Well I have to admit the title doesn’t give much useful info. But below is a simplest example that reproduces the issue. Basically I have 2 functions (rbf, linear) that have slightly different arguments, so I was trying to write another layer (kernel) which will choose which to call depending on the value of a. I wrote a benchmark1 to see how fast it is to call rbf/linear directly, and benchmark2 to test the speed of having the extra kernel layer. The result was quite unexpected, on my machine benchmark2 takes 100x longer than benchmark1. And more curiously, if I change the content of linear function to something much simpler, for example x1[0] + x2[0], benchmark2 runs much faster, even though the linear function is never really called (when a=1.0).
import numpy as np
import numba as nb
import time
@nb.njit
def rbf(x1, x2, a) -> float:
s = 0
for i in range(x1.shape[0]):
d = x1[i] - x2[i]
s += d**2
return np.exp(-a * s)
@nb.njit
def linear(x1, x2) -> float:
s = 0
for i in range(x1.shape[0]):
s += (x1[i] * x2[i])
return s
# return x1[0] + x2[0]
@nb.njit
def benchmark1(x1, x2, a):
for i in range(x1.shape[0]):
if a > 1e-6:
_ = rbf(x1[i], x2[i], a)
else:
_ = linear(x1[i], x2[i])
@nb.njit
def kernel(x1, x2, a):
if a > 1e-6:
return rbf(x1, x2, a)
else:
return linear(x1, x2)
@nb.njit
def benchmark2(x1, x2, a):
for i in range(x1.shape[0]):
_ = kernel(x1[i], x2[i], a)
# warming up
benchmark1(np.random.random((10, 2)), np.random.random((10, 2)), 1.0)

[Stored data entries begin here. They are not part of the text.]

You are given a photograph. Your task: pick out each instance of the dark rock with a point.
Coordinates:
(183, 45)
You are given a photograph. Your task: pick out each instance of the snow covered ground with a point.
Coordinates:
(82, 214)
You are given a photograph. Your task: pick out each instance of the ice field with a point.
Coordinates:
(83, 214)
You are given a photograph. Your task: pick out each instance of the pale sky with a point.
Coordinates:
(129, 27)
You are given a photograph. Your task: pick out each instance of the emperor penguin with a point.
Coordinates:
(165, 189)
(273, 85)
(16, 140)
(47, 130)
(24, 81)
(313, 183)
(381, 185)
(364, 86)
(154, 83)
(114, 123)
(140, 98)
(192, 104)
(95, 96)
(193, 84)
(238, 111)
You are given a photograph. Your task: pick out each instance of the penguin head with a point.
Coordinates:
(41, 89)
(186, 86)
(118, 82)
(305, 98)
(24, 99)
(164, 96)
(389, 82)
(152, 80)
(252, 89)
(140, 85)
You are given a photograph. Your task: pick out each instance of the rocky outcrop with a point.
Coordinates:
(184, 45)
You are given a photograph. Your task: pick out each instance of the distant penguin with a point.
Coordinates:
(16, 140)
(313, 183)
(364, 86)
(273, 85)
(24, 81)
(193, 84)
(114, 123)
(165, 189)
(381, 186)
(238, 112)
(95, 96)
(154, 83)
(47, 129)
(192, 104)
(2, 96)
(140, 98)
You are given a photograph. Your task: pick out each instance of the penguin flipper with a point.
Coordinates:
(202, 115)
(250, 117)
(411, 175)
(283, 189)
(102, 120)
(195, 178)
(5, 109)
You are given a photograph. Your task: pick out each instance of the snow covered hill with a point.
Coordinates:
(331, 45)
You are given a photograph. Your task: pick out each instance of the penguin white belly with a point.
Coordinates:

benchmark2(np.random.random((10, 2)), np.random.random((10, 2)), 1.0)
size = (10000, 100)
X1 = np.random.random(size)
X2 = np.random.random(size)
t0 = time.perf_counter()
benchmark1(X1, X2, 1.0)
t1 = time.perf_counter()
print(f'Benchmark1: {(t1-t0)*1e6:.3f} us.')
time.sleep(2)
X1 = np.random.random(size)
X2 = np.random.random(size)
t0 = time.perf_counter()
benchmark2(X1, X2, 1.0)
t1 = time.perf_counter()
print(f'Benchmark2: {(t1-t0)*1e6:.3f} us.')
Can someone help me to understand why this is happening?